Later during my visit, on Shabbat, we celebrated the bar mitzvah of another of my cousins. He read from the Torah as the Orthodox Jewish community danced in celebration. The ancient words rang in the air alongside the machine guns of several off-duty IDF fighters. As the day went on, the celebrations increased: Because we were abstaining from using our phones on Shabbat, we learned belatedly of the daring rescue of four Israeli hostages from Hamas’s grip. Reports, delivered only by mouth, were that the operation had been a remarkable success. As we observed the end of Shabbat with the same traditions that our ancient ancestors observed, we were once again astonished by the modern marvel of the Israeli Defense Forces.
To end our time together, my entire family drove toward the north of Israel to observe the holiday of Shavuot, in which Jews celebrate the anniversary of our receiving the Torah at Mount Sinai. We were still slightly south of the border areas that had been evacuated following Hezbollah’s aggression from Lebanon, but it so happened that our visit coincided with the first time since October 7 that the terrorist group had fired rockets deeper into Israel, near Tiberias, where we were staying.

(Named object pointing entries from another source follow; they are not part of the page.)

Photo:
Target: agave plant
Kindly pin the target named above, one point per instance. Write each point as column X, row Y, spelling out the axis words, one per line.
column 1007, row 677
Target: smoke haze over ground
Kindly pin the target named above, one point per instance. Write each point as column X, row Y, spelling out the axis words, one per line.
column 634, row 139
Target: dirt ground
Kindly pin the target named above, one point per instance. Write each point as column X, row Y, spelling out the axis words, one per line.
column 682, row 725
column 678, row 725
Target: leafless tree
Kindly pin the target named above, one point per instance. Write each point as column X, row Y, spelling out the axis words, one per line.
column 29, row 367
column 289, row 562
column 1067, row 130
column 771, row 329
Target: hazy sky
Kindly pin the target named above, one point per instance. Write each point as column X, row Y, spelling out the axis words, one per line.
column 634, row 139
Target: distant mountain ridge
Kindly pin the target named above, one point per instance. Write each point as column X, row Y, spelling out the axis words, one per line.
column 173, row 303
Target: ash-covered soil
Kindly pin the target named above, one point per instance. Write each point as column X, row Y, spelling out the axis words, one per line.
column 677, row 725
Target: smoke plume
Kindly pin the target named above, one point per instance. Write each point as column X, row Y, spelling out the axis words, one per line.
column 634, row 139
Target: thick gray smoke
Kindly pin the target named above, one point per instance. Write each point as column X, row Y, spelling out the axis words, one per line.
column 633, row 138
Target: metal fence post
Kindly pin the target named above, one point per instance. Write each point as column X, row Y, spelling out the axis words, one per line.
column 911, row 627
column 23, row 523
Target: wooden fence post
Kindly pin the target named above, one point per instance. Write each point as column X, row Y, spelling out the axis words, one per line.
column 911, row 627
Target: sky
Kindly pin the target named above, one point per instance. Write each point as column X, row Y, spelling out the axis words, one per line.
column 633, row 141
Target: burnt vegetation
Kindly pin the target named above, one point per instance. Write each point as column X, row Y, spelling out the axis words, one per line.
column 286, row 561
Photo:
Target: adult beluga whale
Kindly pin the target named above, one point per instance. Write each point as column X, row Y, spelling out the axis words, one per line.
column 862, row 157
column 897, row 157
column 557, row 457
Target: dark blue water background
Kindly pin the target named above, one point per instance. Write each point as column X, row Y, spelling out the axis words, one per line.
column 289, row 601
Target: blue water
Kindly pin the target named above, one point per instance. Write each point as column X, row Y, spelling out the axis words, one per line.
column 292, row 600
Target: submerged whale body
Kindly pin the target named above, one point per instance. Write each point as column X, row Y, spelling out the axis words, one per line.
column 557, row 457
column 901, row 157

Our plans to swim in the Sea of Galilee were foiled — there are no rocket shelters in the water — but we were otherwise safe. We celebrated Shavuot protected by Israeli bomb shelters and the Iron Dome. One of the most advanced air-defense systems in human history shielded us as we renewed our dedication to the Torah given to our ancestors.
I left Israel on the following Saturday night, hours before my cousins would return to their army bases — one next to Gaza and the other near the Lebanese border. As I bid a tearful farewell to my family, I was aware more than ever of what is at stake in the Jewish state’s seemingly perpetual war for survival. Israel typifies the tension between the ancient and the modern at the very heart of the Western tradition. As its people are forced to rely on the most cutting-edge technology to defend themselves, they remain dedicated to their families and communities, more so than people in any other developed nation. Israel is the only advanced country in the world with a birth rate above replacement level. The Jewish people living there understand that their eternal future will unfold in the same place — the Land of Israel — as their millennia-old past. They believe that, with God’s help, Israel will continue to advance technologically beyond all of its enemies, as its people continue to observe the ancient Jewish traditions of their ancestors, in the land that the Jews once again call home.